Cinnamon Buns


Before I say anything about these amazing delicious fantastic cinnamon buns, I feel I must apologize to my readers (which I think I have?) for being the worst blogger ever. It's been like two weeks since I posted, even though I've baked a couple things. But here's the thing, I keep forgetting to take pictures, and also I kinda have a social life, which surprises even me. So quick recap, I had two family reunions recently, and for each I made these wonderful peanut butter pies. They're so freaking good, and the recipe makes two pies! You can find the recipe here. I also had a fancy dinner party with my friends last week. My friend Huddleston made the dinner since I'm a tragic cook, but I made lemon sorbet with raspberry mint sauce for dessert. It was the perfect summer dessert! Here's the lemon sorbet and raspberry sauce.
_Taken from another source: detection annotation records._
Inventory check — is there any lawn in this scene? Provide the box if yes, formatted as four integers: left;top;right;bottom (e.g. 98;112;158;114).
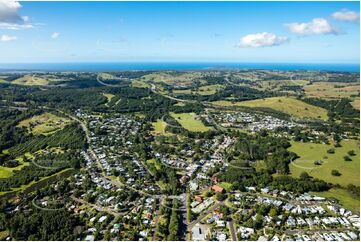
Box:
17;113;72;135
213;97;327;120
11;75;49;86
170;113;210;132
289;140;360;186
312;188;360;213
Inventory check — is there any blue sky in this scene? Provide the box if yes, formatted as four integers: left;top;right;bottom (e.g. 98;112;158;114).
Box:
0;0;360;63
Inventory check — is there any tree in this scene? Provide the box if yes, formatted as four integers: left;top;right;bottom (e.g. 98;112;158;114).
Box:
331;170;341;176
343;155;352;161
347;150;356;156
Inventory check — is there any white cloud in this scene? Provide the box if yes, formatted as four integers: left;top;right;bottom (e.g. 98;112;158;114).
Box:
237;32;288;48
0;35;17;42
0;0;34;30
332;9;360;22
51;32;60;39
286;18;340;35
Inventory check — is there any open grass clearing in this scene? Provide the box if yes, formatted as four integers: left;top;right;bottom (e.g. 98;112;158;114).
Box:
0;153;30;178
289;140;360;186
11;75;49;86
351;99;360;110
170;113;210;132
312;188;360;213
17;112;73;135
304;82;360;99
212;97;327;120
152;119;171;136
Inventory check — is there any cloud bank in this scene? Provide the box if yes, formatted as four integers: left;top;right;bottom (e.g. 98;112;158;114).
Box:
332;9;360;22
237;32;289;48
286;18;340;36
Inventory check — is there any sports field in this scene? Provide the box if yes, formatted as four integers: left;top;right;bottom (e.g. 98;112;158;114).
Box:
289;140;360;186
213;97;327;120
17;113;72;135
170;113;210;132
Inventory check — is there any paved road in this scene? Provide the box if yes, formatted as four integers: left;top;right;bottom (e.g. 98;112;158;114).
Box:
152;198;163;241
188;202;223;230
285;227;350;235
70;196;123;216
229;220;237;241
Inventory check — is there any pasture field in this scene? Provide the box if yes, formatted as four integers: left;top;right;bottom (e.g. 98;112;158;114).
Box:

And now, for the buns. Last Monday at work it was inventory day, which was pretty awful. I had to be at there at 6:00 AM, and these people just come in and count every single thing and kind of wreck the store. But since it was so early and miserable, I think the good people of JCP deserved some indulgent breakfast pastries. However, this was new territory for me. I've never made any kind of bread dough with yeast and proofing and stuff. I don't think I did anything wrong, but I'm also not an expert. At least they were freaking yummy. 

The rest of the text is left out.